According to analysts, Apple iPhone X expectations are still too high, despite stock pullback. Nicolas Baratte, an analyst from CLSA says iPhone X volume forecasts remain overestimated, regardless of a correction last week.

The company’s stock cut down 2.5 percent from 50 million to 30 million.  

Baratte says, “We maintain that 2017 fourth-quarter iPhone X volumes were at 30 to 35 million and we are very skeptical that volumes will increase in the first quarter of 2018.”

However, this still doesn’t change the demand and push-out of the product. He says, “consumers who wanted to get an iPhone X in December 2017 already have it.” Nonetheless, any expectations that forecast first-quarter volume over 35 million units will be too high.
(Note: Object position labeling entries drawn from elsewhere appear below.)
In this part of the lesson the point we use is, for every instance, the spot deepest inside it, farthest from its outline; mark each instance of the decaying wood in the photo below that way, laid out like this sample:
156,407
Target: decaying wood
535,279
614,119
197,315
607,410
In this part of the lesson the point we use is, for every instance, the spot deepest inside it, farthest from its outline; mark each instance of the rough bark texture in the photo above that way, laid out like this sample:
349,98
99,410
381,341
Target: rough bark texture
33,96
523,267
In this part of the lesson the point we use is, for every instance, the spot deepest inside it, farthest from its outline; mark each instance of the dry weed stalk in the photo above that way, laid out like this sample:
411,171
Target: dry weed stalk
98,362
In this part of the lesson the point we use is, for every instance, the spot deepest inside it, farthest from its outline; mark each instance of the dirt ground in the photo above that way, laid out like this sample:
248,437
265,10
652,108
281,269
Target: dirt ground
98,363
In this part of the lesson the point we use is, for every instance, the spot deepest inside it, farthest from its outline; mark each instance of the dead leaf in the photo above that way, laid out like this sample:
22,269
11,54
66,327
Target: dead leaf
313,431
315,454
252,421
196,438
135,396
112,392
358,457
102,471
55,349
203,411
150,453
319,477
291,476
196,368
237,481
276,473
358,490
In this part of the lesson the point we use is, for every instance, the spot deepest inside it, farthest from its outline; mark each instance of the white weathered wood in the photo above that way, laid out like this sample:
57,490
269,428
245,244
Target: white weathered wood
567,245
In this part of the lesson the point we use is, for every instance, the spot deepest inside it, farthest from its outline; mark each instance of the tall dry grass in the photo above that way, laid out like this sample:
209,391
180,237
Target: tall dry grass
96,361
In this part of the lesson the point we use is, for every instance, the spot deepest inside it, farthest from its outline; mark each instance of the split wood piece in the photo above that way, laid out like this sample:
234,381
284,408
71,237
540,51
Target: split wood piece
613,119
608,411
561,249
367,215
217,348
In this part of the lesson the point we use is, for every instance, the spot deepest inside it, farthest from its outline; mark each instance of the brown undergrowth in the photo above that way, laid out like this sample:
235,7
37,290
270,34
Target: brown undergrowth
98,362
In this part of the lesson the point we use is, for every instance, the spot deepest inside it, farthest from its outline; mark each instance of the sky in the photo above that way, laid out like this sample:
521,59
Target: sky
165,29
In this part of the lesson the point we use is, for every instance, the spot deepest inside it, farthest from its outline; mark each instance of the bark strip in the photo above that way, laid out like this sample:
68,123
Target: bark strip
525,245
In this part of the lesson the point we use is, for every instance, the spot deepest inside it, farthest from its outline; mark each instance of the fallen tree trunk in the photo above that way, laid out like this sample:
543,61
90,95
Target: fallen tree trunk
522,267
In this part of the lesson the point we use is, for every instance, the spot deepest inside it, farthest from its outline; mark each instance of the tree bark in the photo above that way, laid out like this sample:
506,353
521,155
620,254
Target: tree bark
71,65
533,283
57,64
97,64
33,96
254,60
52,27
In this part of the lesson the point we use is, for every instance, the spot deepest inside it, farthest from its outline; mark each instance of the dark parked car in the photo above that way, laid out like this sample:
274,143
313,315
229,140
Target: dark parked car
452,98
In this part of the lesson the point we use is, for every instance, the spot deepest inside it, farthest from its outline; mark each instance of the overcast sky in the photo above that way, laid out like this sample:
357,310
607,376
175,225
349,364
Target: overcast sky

Piper Jaffray restated its overweight rating and $200 price target on the company, following a recent survey of iPhone users. This survey reinforced Michael Olson’s expectation that a significant number of new models of iPhone will be sold in the fiscal year of 2018. This increases their confidence—”Our iPhone average selling price assumption of $720, therefore, appears achievable, increasing our confidence in revenue and earnings per share estimates.”

However, if the volume is problematic for Apple in the new year, then both Olson and Baratte agree that the price for the iPhone X should be cut. These cuts could provide a cheaper option for those who are looking for more screen space on their smartphone.